Ransomware attacks and the ensuing fallout – including payments – involve several moving elements, and it’s difficult to capture the full impact. While the $1.1 billion in ransomware payments shows the total value received by ransomware actors in 2023, that number does not reflect the economic impact for targeted businesses, in terms of loss of productivity or the cost of remediation. The impact to organizations that did not pay the ransom is also not reflected here. As Chainalysis pointed out, when MGM Resorts International was hit by a ransomware attack in September, the organization did not pay – but it still revealed in a Form 8-K that the incident would cost approximately $100 million.
In 2022, the $567 million in ransomware payments received by attackers was considered a marked drop from the $983 million recorded in 2021. However, this past year shows that 2022 was an outlier as opposed to an continuing downward trend.
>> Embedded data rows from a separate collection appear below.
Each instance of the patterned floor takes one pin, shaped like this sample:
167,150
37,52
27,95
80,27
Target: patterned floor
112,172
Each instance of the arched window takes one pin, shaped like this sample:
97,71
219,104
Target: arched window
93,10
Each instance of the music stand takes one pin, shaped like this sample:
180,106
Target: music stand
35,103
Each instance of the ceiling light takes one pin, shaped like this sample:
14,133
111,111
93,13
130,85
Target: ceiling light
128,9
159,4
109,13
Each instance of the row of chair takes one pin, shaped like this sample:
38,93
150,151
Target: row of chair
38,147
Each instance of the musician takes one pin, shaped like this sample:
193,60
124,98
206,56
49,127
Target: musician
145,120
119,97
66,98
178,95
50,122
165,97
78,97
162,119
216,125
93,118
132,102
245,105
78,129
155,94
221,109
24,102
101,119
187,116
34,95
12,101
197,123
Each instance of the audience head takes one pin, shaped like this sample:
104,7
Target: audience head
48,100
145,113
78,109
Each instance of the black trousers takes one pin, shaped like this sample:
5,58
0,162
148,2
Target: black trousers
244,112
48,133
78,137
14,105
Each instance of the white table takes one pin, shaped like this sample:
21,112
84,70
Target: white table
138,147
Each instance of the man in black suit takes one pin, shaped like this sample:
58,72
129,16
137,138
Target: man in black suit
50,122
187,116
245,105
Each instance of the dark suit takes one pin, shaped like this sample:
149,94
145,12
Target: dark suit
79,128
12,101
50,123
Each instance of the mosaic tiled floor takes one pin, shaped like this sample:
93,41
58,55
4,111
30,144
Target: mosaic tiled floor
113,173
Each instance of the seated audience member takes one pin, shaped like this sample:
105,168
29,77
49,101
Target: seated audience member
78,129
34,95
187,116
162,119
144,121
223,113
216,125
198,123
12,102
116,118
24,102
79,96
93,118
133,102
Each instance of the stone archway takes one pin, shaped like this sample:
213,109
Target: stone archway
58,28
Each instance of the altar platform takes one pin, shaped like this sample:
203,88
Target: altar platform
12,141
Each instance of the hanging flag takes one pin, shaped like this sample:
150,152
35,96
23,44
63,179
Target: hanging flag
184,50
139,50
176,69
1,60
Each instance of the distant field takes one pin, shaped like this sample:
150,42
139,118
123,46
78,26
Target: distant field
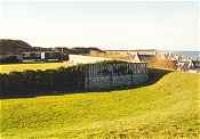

Chainalysis said one factor here was the Russian-Ukraine conflict in 2022, which may have led threat actors to shift their goal from one of financial gain to more politically motivated attacks, impacting the ransomware market.
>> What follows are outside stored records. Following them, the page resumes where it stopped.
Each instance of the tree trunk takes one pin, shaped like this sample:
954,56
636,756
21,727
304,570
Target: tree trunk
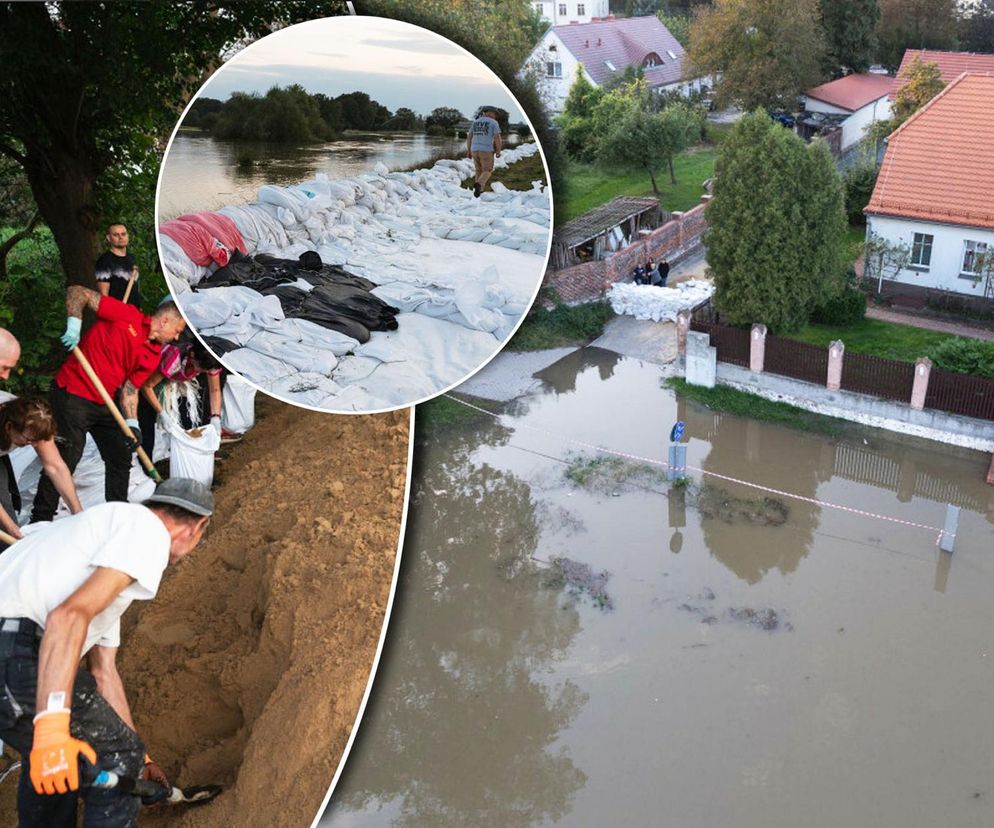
64,187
“Investments in cybersecurity and security training can go a long way in protecting these organizations from devastating attacks.”
At a high level, the U.S. government has been working to tackle the issue of ransomware through attempting to build closer partnerships with the private sector as well as imposing sanctions on ransomware group members. The latter measure in theory would help curb ransomware by barring companies from paying them. However, Chainalysis’ report outlines a significant hurdle: Cybercriminals are rebranding or using other types of ransomware, making it impossible to enforce the sanctions.
For instance, after the Treasury Department in 2022 imposed sanctions on Evil Corp members for their roles involving the Dridex malware, actors affiliated with this group stopped using Dridex as much and instead developed new ransomware families in order to obscure attribution.
“As we’ve covered previously, ransomware administrators often rebrand or launch new strains, while affiliates often switch strains or work for multiple simultaneously,” according to the report. “Rebrands often allow ransomware attackers to distance themselves from strains publicly linked to sanctions or that have incurred too much scrutiny. Rebrands and affiliate switching can also allow attackers to hit the same victims twice under different strain names.”
While the report showcases more high-impact ransomware incidents that leverage zero-day flaws, the adoption of baseline security practices among businesses – especially small and medium-sized ones – continues to be slow on the other end of the spectrum, as the Ransomware Task Force pointed out last year.
At the end of the day, the barrier to entry for cybercriminals is getting lower, and it’s making defenders’ jobs more difficult. But security leaders need to focus on what they can control, said Rick Holland, CISO at ReliaQuest. Holland said “extortion is typically opportunistic, so CISOs need to concentrate on making their organizations a hard target.” That includes maintaining a patch management plan, restricting network access, limiting who can access these services, and making sure robust logging and detection are in place, he said.
“As we saw over the summer, extortion headlines have given CISOs a unique opportunity,” said Holland. “A captive audience is interested in the cyber threat landscape. CISOs can use data from reports like these to better quantify the threat when communicating up the chain of command. Extortion victim data and narratives from the new SEC Form 10-K disclosures frame the impact of extortion well. CISOs can use this narrative to justify their prioritization and investment strategies.”